Glasgow scientists unveil £2.65m electron microscope
MagTEM electron microscope
An electron microscope that could help make devices such as smartphones smaller and faster has been unveiled in Glasgow.
Scientists say the drive for more compact computer processors is pushing engineers to the limit, with some connections now only a few atoms wide.
The £2.65 million MagTEM microscope, unveiled at Glasgow University`s Kelvin Nanocharacterisation Centre, will allow them to scrutinise individual atoms and probe their chemical, magnetic and electronic properties with unprecedented detail.
"The advances made in the field of electronic engineering in the last few decades have been staggering," said Professor Alan Craven, of the university's School of Physics and Astronomy.
"The smartphones in our pockets are millions of times faster than the bulky desktop computers of only a few years ago, for example.
"However, the drive to make devices smaller and faster has led manufacturers to push their technical abilities to the absolute limits.
"As the scale of engineering decreases to where connections can be a handful of atoms wide, the need for advanced microscopy becomes more urgent to facilitate understanding of why a material or device succeeds or fails."
Electron microscopes use a concentrated beam of electrons to produce their images, unlike traditional microscopes, which use visible light to magnify objects for examination.
Electrons have a much shorter wavelength that the photons which comprise visible light, making it possible to resolve images at much greater magnification.

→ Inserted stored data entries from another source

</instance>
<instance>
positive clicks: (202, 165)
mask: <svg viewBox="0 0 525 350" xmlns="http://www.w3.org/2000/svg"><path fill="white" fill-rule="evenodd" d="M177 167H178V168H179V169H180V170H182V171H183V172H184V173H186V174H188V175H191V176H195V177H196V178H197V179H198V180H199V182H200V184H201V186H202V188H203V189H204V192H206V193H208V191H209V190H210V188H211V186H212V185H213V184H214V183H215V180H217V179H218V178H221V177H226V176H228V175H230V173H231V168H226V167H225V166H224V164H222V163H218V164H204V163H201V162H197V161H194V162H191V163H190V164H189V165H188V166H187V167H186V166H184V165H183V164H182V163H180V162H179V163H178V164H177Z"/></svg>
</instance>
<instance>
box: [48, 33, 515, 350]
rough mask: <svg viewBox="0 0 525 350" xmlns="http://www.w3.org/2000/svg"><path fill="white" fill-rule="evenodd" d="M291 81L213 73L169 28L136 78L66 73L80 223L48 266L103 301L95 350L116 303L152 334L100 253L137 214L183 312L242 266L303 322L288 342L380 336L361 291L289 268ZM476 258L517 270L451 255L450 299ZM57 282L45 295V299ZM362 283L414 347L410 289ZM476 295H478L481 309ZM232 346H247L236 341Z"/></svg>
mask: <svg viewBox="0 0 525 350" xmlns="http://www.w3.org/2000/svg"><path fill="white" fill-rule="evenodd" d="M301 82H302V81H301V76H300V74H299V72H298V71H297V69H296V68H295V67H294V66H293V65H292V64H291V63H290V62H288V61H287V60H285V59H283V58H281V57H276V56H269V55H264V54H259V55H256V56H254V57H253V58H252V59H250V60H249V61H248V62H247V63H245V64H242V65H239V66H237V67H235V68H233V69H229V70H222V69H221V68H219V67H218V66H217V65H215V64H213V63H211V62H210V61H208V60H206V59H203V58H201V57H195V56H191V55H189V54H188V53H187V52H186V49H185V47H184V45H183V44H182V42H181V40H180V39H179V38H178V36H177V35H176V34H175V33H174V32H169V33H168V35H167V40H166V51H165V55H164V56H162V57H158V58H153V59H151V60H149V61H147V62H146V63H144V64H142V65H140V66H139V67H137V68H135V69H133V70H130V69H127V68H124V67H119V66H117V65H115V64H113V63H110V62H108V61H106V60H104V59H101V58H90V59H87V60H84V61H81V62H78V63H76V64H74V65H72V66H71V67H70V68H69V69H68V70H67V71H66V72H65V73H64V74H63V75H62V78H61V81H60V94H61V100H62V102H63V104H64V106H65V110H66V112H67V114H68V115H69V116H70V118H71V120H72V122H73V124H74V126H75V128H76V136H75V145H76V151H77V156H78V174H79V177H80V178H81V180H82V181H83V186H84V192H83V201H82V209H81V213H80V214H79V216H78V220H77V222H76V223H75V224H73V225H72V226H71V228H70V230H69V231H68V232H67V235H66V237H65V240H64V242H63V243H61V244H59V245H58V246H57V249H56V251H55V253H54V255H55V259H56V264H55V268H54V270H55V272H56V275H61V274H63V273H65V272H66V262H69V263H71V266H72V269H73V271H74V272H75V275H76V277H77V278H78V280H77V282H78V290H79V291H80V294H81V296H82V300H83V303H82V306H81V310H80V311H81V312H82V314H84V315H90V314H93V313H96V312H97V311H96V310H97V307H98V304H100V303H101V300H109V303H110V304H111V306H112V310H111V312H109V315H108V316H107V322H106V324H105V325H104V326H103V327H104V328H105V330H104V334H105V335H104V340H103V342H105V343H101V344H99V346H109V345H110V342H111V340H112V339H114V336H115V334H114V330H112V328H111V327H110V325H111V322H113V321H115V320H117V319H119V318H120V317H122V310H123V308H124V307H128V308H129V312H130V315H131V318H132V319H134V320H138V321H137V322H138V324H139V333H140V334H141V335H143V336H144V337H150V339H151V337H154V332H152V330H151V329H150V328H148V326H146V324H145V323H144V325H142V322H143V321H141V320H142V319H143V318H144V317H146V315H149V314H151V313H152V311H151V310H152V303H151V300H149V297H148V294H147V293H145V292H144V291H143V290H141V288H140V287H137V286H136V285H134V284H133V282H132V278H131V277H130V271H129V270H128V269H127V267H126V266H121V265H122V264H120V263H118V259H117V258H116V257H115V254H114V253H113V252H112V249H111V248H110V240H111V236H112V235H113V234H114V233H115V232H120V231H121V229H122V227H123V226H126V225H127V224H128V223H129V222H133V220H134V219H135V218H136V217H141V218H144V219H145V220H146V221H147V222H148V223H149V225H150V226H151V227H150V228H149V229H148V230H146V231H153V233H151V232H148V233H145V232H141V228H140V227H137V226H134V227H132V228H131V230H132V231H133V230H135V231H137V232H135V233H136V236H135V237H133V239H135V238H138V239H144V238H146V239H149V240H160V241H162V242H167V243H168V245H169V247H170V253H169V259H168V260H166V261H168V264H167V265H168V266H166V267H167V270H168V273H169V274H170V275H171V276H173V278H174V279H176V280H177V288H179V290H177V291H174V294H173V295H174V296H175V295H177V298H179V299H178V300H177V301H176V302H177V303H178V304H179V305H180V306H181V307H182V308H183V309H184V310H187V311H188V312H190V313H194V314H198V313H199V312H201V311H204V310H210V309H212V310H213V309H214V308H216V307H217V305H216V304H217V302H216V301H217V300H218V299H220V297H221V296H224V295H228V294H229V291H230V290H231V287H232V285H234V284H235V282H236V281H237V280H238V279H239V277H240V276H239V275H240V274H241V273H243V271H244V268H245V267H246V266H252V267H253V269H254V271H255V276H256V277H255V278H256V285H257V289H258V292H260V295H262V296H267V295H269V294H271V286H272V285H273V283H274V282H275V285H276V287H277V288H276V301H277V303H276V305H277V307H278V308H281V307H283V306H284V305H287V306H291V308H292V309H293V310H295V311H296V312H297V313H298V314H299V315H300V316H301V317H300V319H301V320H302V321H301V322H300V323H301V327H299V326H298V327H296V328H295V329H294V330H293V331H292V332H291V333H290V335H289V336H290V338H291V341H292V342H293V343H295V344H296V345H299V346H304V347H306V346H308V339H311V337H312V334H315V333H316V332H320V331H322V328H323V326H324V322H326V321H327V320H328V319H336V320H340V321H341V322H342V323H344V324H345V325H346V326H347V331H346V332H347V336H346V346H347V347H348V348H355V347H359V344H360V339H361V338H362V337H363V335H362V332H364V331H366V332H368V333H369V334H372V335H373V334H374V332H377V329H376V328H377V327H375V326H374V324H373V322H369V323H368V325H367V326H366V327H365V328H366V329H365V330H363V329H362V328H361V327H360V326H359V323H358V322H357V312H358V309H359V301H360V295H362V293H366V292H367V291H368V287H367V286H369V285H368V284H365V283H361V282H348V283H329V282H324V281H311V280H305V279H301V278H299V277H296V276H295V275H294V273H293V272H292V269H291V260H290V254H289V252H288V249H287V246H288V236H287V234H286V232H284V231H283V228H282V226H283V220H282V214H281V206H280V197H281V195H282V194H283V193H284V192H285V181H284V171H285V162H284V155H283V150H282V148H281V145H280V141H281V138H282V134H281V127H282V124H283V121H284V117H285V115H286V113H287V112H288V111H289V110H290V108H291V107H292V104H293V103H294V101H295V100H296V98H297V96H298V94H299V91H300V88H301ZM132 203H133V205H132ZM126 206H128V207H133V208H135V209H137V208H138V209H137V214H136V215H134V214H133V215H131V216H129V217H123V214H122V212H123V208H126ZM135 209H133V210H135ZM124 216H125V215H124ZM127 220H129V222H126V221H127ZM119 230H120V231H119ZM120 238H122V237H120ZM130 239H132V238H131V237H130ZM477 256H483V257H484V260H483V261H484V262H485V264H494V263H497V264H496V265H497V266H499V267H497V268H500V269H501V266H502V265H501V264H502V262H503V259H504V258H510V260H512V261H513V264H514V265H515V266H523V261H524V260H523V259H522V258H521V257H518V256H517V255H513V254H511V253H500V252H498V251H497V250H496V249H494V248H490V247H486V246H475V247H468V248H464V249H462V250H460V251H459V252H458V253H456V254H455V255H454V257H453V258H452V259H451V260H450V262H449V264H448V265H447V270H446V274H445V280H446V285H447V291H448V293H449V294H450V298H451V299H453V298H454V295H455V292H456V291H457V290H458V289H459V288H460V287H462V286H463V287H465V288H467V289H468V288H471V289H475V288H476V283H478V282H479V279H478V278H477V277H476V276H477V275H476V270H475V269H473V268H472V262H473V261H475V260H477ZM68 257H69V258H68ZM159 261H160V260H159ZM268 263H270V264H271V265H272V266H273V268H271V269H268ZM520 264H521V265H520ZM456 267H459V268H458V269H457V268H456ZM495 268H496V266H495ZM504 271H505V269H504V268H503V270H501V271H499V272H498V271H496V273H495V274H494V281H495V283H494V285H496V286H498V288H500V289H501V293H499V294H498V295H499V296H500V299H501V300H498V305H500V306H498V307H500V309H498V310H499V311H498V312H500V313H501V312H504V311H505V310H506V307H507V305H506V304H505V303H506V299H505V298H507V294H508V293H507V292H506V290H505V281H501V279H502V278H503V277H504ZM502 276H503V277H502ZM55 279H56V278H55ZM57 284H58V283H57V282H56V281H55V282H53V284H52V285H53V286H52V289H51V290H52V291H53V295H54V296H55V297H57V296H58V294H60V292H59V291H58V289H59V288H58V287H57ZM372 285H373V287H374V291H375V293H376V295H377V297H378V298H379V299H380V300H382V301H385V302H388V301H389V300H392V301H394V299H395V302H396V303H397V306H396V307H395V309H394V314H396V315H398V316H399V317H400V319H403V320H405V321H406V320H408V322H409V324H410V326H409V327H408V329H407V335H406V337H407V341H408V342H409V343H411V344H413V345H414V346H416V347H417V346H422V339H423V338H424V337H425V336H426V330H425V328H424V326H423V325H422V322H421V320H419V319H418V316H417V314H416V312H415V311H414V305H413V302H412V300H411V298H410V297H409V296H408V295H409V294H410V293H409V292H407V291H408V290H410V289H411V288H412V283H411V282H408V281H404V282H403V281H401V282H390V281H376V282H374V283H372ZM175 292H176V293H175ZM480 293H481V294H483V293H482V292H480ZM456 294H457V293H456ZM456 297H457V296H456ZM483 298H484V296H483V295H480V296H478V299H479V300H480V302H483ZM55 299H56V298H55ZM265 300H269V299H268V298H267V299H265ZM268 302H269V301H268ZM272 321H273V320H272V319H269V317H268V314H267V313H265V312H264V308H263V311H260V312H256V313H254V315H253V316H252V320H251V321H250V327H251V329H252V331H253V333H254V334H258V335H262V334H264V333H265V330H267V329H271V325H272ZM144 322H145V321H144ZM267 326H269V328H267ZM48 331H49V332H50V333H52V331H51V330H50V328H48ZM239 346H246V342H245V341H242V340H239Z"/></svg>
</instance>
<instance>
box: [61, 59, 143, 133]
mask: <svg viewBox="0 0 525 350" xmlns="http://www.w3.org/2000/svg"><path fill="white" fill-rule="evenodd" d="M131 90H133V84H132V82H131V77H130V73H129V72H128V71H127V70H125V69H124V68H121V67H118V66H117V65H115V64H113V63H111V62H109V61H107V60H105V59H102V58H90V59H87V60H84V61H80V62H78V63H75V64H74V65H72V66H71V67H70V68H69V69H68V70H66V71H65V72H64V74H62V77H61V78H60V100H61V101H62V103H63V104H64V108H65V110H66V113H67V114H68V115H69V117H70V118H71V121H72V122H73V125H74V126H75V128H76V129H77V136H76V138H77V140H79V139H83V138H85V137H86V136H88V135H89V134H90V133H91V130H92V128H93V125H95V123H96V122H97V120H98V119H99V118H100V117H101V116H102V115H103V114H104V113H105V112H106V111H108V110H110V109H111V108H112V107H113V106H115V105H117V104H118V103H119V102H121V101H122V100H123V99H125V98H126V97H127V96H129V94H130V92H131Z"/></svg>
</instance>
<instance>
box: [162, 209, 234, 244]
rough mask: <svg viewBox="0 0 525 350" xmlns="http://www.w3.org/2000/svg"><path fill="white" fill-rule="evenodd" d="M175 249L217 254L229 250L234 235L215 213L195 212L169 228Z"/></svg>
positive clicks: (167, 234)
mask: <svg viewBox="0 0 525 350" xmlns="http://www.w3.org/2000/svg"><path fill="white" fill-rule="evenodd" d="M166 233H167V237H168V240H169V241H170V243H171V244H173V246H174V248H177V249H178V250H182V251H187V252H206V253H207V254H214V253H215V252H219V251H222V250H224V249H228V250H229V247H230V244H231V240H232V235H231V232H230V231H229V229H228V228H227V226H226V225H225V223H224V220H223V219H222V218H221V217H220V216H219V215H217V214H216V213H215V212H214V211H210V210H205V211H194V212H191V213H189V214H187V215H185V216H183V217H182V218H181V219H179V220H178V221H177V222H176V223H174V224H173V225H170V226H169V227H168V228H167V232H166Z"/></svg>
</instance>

Modern electron microscopes also allow scientists to examine other properties of materials including their structure, composition, chemistry and magnetism.
The MagTEM microscope will be used to help commercially develop and refine technologies including stronger forms of steel for the automotive industry, sensor systems and hard disks.
Its magnetic imaging capabilities will allow it to image the operation of magnetic devices such as hard disks below the dimensions of individual storage bits, a process which no other electron microscope in the world is currently capable of doing.
The microscope could also lead to breakthroughs in "spintronics", where data could be stored in values of 0 to 3 rather than the increasingly limited 0 and 1 binary code that has been used since the earliest computers.
"This is a unique piece of equipment that will help to keep Scotland at the cutting edge of science research," said learning and science minister Dr Alasdair Allan.
"Glasgow's international partnership with (microscope manufacturer) JEOL will benefit several of our universities through SUPA, the Scottish Universities Physics Alliance.
"The device also has the potential to be useful to industry, strengthening the links between academic research and businesses seeking to compete more effectively in today's global market."